Sebenarnya, di periode sebelum Rudy menjabat sebagai dirut pun sudah dicoba langkah-langkah perbaikan. Hanya saja, hasilnya belum optimal. Di era kepemimpinannya, ia memilih merestrukturisasi pinjaman. “Kami mendapat haircut dari para kreditor,” kata pria yang kini menjadi dirut lagi untuk periode berikutnya. Berkat haircut itulah Elnusa, menurutnya, bisa survive pada waktu itu.

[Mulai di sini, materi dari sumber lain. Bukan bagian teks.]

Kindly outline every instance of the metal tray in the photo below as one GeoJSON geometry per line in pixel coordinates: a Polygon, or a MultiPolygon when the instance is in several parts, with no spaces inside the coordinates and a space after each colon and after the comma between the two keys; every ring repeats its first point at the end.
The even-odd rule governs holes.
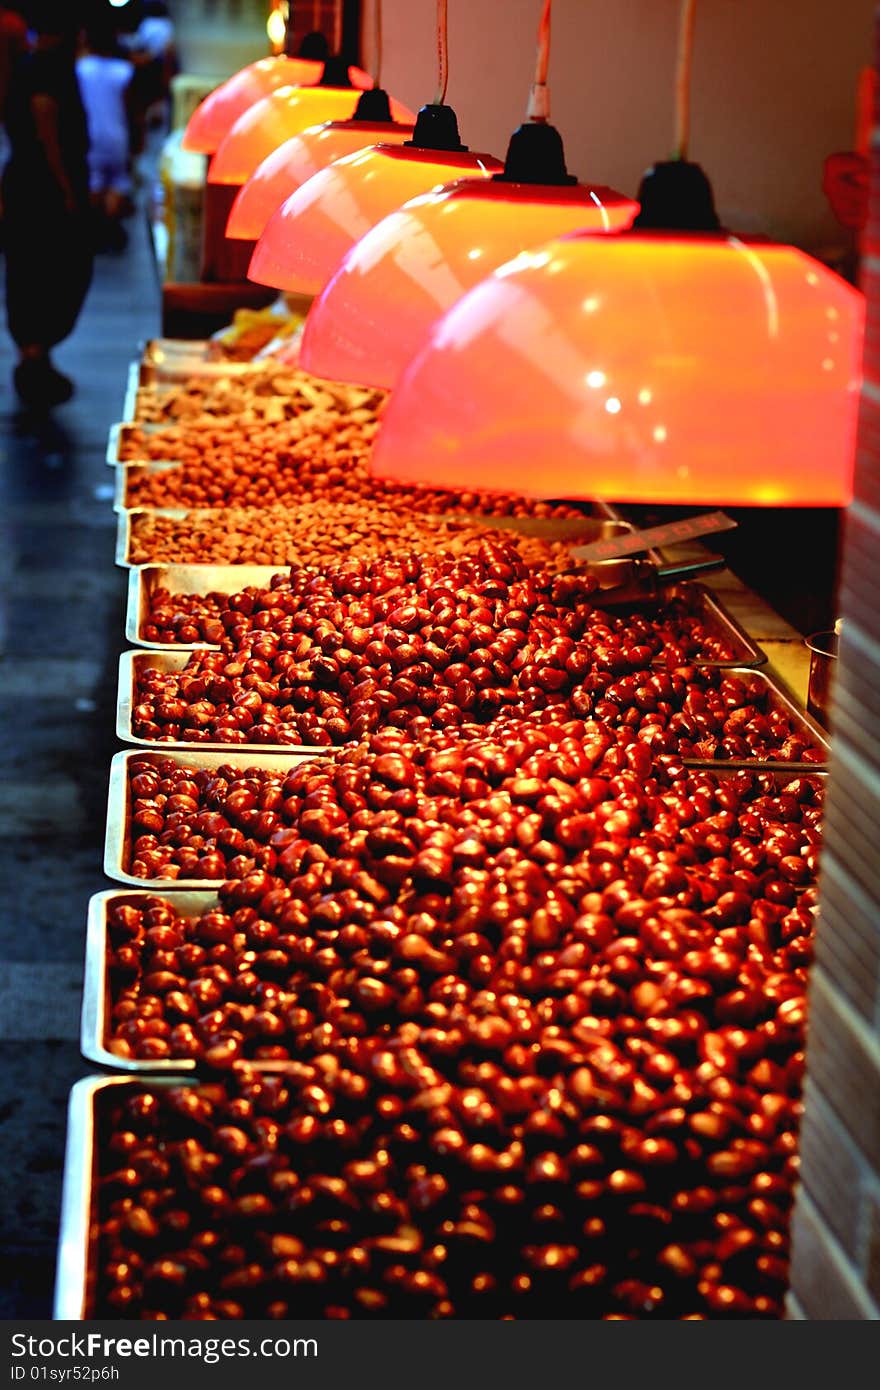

Masalah ketiga, sinergi antaranak-usaha masih rendah. Anak-anak usaha banyak yang bergerak sendiri dan saling tumpang tindih sehingga sering berebut proyek. Buntutnya, kinerja perusahaan menurun drastis. Dan keempat, isu-isu legal yang terkait dengan masalah di masa lalu yang belum jelas. “Kami selesaikan masalah isu yang terkait di masa lalu, yang harus saya selesaikan pada masa saya,” katanya sambil mengelak menceritakan detail persoalannya.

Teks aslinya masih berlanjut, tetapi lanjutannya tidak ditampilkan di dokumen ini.